Une enquête interne révèle des abus sexuels commis par Jean Vanier, fondateur de l'Arche

L'Arche, une organisation qui accueille dans le monde entier des personnes ayant une déficience intellectuelle, a dévoilé samedi une enquête interne dans laquelle son fondateur canadien Jean Vanier, décédé en 2019, est accusé d'abus sexuels sur plusieurs femmes.

Tiziana FABI - AFP/Archives

L'Arche, une organisation qui accueille dans le monde entier des personnes ayant une déficience intellectuelle, a dévoilé samedi une enquête interne dans laquelle son fondateur canadien Jean Vanier, décédé en 2019, est accusé d'abus sexuels sur plusieurs femmes.

Cette enquête a permis de recueillir les témoignages "sincères et concordants portant sur la période 1970-2005" de six femmes adultes, non handicapées, avec lesquelles Jean Vanier "a initié des relations sexuelles, généralement dans le cadre d'un accompagnement spirituel, et dont certaines ont gardé de profondes blessures", explique l'Arche internationale dans un communiqué.

Les investigations, menées par un organisme indépendant, n'ont pas identifié de personnes handicapées parmi les victimes, est-il précisé.

"Ces agissements indiquent une emprise psychologique et spirituelle de Jean Vanier sur ces femmes et soulignent son adhésion à certaines des théories et pratiques déviantes du père Thomas Philippe", ajoute l'Arche.

Le dominicain Thomas Philippe, père spirituel de Jean Vanier et figure encombrante de l'Arche, a été soupçonné d'agressions sexuelles sur des femmes.

"Nous sommes bouleversés par ces découvertes et nous condamnons sans réserve ces agissements en totale contradiction avec les valeurs que Jean Vanier revendiquait par ailleurs", ont écrit les responsables de l'Arche Internationale, Stephan Posner et Stacy Cates Carney, dans une lettre adressée aux membres de l'organisation.

"Nous voulons dire aussi notre gratitude aux femmes qui, il y a quelques années, ont brisé ce silence au sujet du père Thomas Philippe et ont ainsi aidé d'autres à se libérer d'un fardeau injuste de honte et de peine", ont-ils ajouté, leur demandant "pardon".

Selon une synthèse de l'enquête publiée par L'Arche, "plusieurs des femmes ont déclaré qu'elles étaient vulnérables à l'époque et que Jean Vanier en était conscient".

Vulnérables "parfois à cause d'un passé familial difficile, ou bien parce qu'elles étaient en recherche d'une figure paternelle, ou d'admiration et de reconnaissance, ou qu'elles cherchaient une direction spirituelle".

"Ce n'est pas nous, c'est Marie et Jésus.
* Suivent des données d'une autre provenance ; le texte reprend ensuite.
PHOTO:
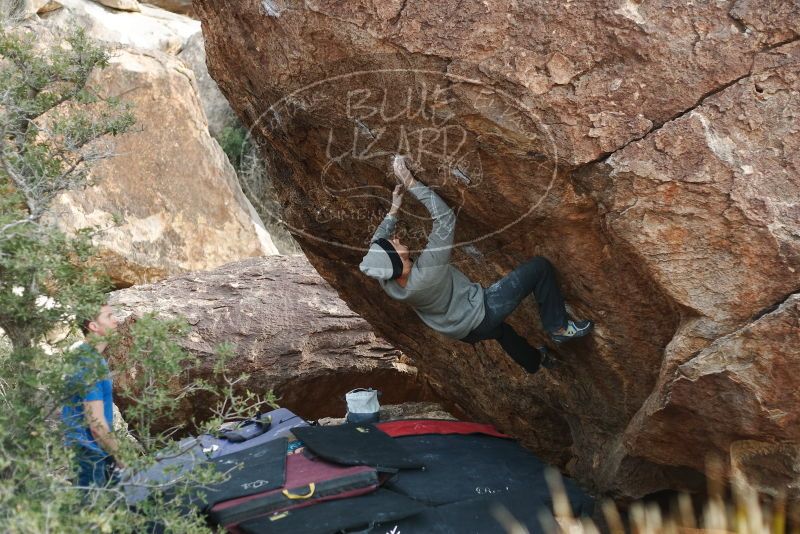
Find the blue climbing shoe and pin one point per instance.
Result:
(574, 330)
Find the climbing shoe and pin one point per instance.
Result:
(574, 329)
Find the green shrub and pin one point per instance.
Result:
(53, 128)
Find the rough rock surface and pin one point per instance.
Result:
(150, 28)
(649, 149)
(291, 333)
(121, 5)
(216, 107)
(179, 198)
(183, 7)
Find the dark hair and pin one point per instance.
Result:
(84, 326)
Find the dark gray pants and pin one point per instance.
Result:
(535, 276)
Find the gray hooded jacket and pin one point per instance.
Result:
(443, 297)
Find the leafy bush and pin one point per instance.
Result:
(53, 128)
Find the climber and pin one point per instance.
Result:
(446, 300)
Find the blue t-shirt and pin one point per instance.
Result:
(91, 381)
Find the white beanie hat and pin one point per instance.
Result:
(381, 261)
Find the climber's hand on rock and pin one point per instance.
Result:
(402, 172)
(397, 199)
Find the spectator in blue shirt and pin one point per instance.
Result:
(88, 414)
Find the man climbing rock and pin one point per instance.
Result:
(446, 300)
(88, 414)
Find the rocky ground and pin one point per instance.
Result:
(291, 332)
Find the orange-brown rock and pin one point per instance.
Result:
(649, 149)
(291, 334)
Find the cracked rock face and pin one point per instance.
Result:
(181, 205)
(291, 332)
(649, 150)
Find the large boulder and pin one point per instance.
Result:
(291, 332)
(183, 7)
(148, 28)
(649, 149)
(215, 105)
(181, 205)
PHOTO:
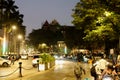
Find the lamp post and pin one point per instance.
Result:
(14, 37)
(20, 37)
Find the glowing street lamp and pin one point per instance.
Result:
(20, 37)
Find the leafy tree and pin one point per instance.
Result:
(99, 20)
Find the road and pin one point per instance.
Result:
(62, 71)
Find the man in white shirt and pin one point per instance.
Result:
(100, 66)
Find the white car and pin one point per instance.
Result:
(35, 60)
(4, 62)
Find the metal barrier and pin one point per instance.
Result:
(20, 70)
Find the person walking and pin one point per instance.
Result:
(12, 60)
(78, 70)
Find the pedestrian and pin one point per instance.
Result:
(108, 73)
(93, 72)
(12, 60)
(78, 70)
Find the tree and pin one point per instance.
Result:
(90, 16)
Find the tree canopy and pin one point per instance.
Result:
(99, 19)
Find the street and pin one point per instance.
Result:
(62, 71)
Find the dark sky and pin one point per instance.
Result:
(37, 11)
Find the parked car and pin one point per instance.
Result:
(4, 62)
(24, 56)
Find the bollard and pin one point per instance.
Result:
(20, 69)
(38, 65)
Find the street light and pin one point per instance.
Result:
(14, 37)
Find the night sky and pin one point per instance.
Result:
(37, 11)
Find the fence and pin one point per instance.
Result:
(20, 70)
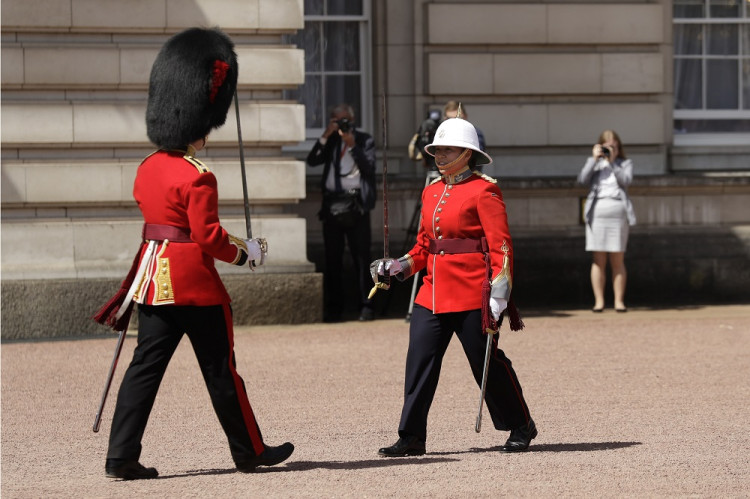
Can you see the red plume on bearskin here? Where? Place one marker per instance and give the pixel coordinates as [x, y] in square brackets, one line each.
[191, 88]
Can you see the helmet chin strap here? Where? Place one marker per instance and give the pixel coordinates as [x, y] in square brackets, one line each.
[457, 164]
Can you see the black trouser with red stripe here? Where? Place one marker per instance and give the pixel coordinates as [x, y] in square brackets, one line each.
[160, 329]
[429, 336]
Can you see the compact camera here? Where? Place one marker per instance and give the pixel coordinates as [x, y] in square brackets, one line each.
[344, 125]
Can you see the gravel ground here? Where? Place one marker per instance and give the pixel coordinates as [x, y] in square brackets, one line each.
[652, 403]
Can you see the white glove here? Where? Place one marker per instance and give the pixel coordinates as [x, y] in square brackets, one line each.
[497, 305]
[257, 249]
[392, 266]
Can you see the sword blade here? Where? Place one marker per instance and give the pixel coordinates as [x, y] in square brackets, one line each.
[248, 225]
[487, 353]
[112, 367]
[385, 182]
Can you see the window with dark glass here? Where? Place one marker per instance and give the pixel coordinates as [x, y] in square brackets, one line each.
[711, 40]
[333, 39]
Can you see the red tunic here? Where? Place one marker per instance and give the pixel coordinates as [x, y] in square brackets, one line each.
[471, 209]
[172, 188]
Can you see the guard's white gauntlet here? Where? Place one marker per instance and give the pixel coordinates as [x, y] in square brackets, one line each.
[497, 305]
[257, 249]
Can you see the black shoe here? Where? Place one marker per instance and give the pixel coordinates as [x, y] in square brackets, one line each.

Tu es choisie, tu es spéciale, c'est un secret", disait-il, selon des témoignages rapportés dans cette synthèse. "Jésus et moi, ce ne sont pas deux, mais nous sommes un. (…..) C'est Jésus qui t'aime à travers moi".

"J'étais comme figée", a relaté l'une des femmes. "Je réalisais que Jean Vanier était adoré par des centaines de personnes, comme un Saint vivant, qu'il parlait de son soutien aux victimes d'abus sexuel, ça avait l'air d'un camouflage et j'ai trouvé difficile de soulever la question".

La Conférence des évêques de France a fait part de sa "stupeur" et de sa "douleur" devant ces révélations, assurant de sa "compassion les femmes qui ont été ainsi abusées", ainsi que de sa "détermination à agir pour que la lumière soit faite".

L'Arche, dont le siège international est à Paris, est une fédération d'associations qui anime 154 lieux dans 38 pays où des personnes handicapées mentales vivent - spécificité de ces communautés - avec leurs accompagnants, salariés ou volontaires.